DRM-free music means that songs can play on almost any device, including Apple’s iPod, iPhone and Microsoft’s Zune. Users are free to burn songs onto CDs as often as they want, and can organize them in any media management application they wish, including iTunes and Windows Media Player.
While Amazon MP3 still lags well behind iTunes in terms of market share, a few aspects of Amazon’s service could make its challenge interesting.
The first, simply enough, is Amazon’s reach. As the largest retailer on the Web, Amazon may be in a unique position to mount a legitimate threat to the entrenched leader in online music by virtue of its size.
Then, too, Amazon MP3 enjoys the backing of all the major record companies.
Tired of having the pricing and distribution terms of their product dictated by Apple, the four major labels have surveyed the marketplace, and found Amazon to have best chance of loosening iTunes’ vice-grip on digital music, according to Michael Goodman, director of Boston-based researcher Yankee Group.

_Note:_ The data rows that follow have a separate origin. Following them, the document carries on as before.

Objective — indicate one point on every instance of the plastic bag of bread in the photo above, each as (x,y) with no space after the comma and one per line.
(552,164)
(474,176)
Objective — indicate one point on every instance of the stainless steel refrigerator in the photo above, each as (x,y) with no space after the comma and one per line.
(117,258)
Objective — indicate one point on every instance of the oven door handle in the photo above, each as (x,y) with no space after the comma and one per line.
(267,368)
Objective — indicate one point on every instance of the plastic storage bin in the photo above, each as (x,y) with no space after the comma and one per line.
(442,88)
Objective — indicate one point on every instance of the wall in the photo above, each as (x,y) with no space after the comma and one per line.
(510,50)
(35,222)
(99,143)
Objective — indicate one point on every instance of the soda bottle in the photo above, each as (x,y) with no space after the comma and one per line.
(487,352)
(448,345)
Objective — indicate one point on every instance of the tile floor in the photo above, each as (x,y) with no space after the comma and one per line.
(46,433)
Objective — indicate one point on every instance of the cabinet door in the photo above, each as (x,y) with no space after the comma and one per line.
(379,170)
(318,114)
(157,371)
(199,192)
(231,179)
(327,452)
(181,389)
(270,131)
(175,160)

In their agreements with Amazon, the record labels took the noteworthy step of licensing their music free of DRM restrictions. Of the big four, only EMI provides a DRM-free catalog on iTunes.

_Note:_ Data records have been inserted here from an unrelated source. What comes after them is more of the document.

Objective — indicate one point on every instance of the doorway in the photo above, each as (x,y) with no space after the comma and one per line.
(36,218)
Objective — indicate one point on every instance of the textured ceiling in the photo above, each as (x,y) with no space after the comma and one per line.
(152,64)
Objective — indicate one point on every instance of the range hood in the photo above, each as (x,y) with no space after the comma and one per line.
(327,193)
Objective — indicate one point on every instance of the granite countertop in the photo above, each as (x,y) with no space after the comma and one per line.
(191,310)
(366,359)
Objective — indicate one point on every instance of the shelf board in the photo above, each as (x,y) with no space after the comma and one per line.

Pricing for the two services is comparable: Amazon offers most of its songs for 89 cents or 99 cents, while iTunes charges a flat 99 cents. Amazon prices most albums between $5.99 and $8.99. All songs are encoded at 256 Kbps.
Amazon’s catalog of DRM-free music includes about 3.3 million songs. iTunes sells its DRM-free music through its iTunes Plus section, which offers up to 2 million titles, according to its Web site.
Amazon may have the numbers and the clout of the record labels going for it, but it still faces a basic problem of addressing what consumers want, Goodman said. He thinks that the iPod will remain the preferred portable music player, which will continue to drive people to Apple’s online store.
“In the end, Apple will laugh all the way to the bank,” Goodman told InternetNews.com.
With more big-name artists promoting their music directly through the Internet, the Yankee Group has also predicted the record labels will gradually fall by the wayside as the necessary instrument of distribution.
Should other artists follow the example of Trent Reznor and Radiohead by offering music via name-your-own-price downloads, the record labels’ collective endorsement of Amazon could become less significant.
In the meantime, DRM-free downloads appear to be emerging as a powerful weapon. Four years ago, Pepsi partnered with iTunes for a co-branded download giveaway rolled out at the 2004 Super Bowl. This year, Pepsi is running a similar promotion, only with Amazon, not Apple.
When asked why it had switched partners, a Pepsi spokesperson told InternetNews.com, “Amazon is the only site that offers 100 percent of their music catalog in the DRM-free MP3 format.”